Ale mam juz plany jak tu mieć 2 haszczaka. Jak billa będzie mieć młode to jeden dziubek z nami zostani!!!!!!! :D chodz przemek sam się zarzeka że będzie osobiście szukał mu właściciela :diabolo: Narazie będę mieć dziecko wiec obawiam się trochę czy sobie poradze z 2 psiakiem...
Ale może Ty mi powiesz czy przy dwuch psach jest 2 razy więcej roboty????? czy chodzi o koszty (żywienia itp)??

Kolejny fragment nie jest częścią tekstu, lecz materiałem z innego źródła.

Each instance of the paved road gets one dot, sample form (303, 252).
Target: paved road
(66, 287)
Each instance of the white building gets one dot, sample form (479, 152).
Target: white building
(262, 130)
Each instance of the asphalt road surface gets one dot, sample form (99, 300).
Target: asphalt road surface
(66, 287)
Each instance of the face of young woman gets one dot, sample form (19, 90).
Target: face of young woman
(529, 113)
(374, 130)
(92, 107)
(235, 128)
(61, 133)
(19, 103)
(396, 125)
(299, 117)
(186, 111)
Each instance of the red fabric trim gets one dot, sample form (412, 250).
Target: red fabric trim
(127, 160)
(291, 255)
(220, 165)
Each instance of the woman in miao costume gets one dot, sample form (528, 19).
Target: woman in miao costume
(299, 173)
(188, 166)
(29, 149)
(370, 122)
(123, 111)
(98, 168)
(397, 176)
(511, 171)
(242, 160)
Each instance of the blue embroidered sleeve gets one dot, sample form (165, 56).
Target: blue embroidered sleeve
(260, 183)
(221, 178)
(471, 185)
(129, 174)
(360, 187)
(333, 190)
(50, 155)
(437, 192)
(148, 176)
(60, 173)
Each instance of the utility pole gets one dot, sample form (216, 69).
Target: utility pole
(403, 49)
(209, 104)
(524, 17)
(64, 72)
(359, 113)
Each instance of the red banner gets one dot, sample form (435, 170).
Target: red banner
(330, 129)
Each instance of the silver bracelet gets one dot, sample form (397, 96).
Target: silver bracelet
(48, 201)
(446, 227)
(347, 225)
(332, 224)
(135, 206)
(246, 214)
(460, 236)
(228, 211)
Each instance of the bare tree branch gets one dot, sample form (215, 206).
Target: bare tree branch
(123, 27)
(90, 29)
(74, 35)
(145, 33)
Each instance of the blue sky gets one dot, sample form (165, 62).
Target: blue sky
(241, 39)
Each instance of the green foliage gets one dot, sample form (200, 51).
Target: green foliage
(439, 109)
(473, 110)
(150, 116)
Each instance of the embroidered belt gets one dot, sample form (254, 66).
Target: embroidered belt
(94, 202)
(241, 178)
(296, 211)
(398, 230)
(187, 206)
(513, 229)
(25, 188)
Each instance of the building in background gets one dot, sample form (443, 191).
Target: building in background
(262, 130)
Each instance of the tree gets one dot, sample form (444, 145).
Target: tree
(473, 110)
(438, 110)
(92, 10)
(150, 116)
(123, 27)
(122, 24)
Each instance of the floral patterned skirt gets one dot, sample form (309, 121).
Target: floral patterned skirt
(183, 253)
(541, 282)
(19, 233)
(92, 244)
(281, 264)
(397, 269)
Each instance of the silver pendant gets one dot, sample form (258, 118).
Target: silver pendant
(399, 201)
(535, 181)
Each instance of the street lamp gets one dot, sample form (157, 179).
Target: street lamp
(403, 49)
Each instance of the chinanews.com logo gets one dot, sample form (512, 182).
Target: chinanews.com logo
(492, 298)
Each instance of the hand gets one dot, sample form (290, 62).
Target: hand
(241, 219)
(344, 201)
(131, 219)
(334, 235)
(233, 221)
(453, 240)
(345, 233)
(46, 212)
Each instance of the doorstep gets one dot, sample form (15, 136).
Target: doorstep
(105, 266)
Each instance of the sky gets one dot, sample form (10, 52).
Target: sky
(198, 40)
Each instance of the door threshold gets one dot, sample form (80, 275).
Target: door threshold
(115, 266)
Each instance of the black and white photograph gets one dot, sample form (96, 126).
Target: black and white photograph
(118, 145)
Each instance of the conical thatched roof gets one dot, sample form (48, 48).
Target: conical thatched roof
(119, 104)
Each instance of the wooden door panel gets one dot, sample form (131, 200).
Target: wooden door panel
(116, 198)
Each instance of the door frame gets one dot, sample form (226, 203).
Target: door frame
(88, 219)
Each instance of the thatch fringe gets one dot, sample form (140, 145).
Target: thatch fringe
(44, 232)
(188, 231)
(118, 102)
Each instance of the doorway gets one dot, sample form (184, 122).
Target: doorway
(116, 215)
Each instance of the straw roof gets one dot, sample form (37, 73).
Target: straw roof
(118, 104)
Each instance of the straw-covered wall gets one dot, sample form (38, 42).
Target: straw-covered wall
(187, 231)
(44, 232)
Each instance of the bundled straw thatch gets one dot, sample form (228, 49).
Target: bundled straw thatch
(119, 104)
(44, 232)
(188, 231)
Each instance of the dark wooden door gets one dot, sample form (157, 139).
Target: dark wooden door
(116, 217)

Ja mam 3 psiaki i trójke dzieci , ale ( pisze szczerze w Twoim interesie), przy pierwszym nie porywaj sie na to; pierwszy dzieciak to rewolucja, potem jak juz bedziesz wiedziała gdzie góra a gdzie dół, oraz prawo i lewo bierz ile piesków chcesz......
teraz radziłabym Ci skupic sie na sobie a nie dokladac sobie obowiązków, z którymi po urodzeniu mozesz miec problem i które nie pozwola Ci w pełni cieszyc sie ani byciem mamą...., ani posiadaniem młodego haszczaka


sorki, ze tak brutalnie :wporzo:
 
 
P_Sabina 


Dołączyła: 15 Sty 2005
Posty: 58
Skąd: Tychy
Wysłany: 2005-06-14, 19:23   

Właśnie jestem po rozmowie z właścicielami suni i problem wcale nie tkwi w
złamanej nodze
ani ze spacerkami, lecz w ilości sierści jaką gubi. Przerasta to niestety właścicieli ,
gdyż twierdzą, iż ich dzieci mają alergie, a zakup tej rasy psiaczka nie był przemyślany....niestety!!!!
_________________
Gdy człowiek obrasta w piórka, nie znaczy, że będą z nich skrzydła.
Henryk Fiszel
 
 
Billa 


Dołączyła: 11 Sty 2005
Posty: 290
Skąd: Kraków/GB
Wysłany: 2005-06-14, 20:57   

Dzięki dizewczyny za dobre rady!! Nie ma jak forum...na dogolandii :D
_________________

 
 
ZaHoryzontem 


Znak zodiaku: Husky
Dołączył: 07 Lis 2004
Posty: 7007
Skąd: Łódź, P.C.
Wysłany: 2005-06-14, 22:05   

Grześ napisał/a:
Po suni widać, że jest zadbana, czyli chyba nie była to chwilowa zachciewajka.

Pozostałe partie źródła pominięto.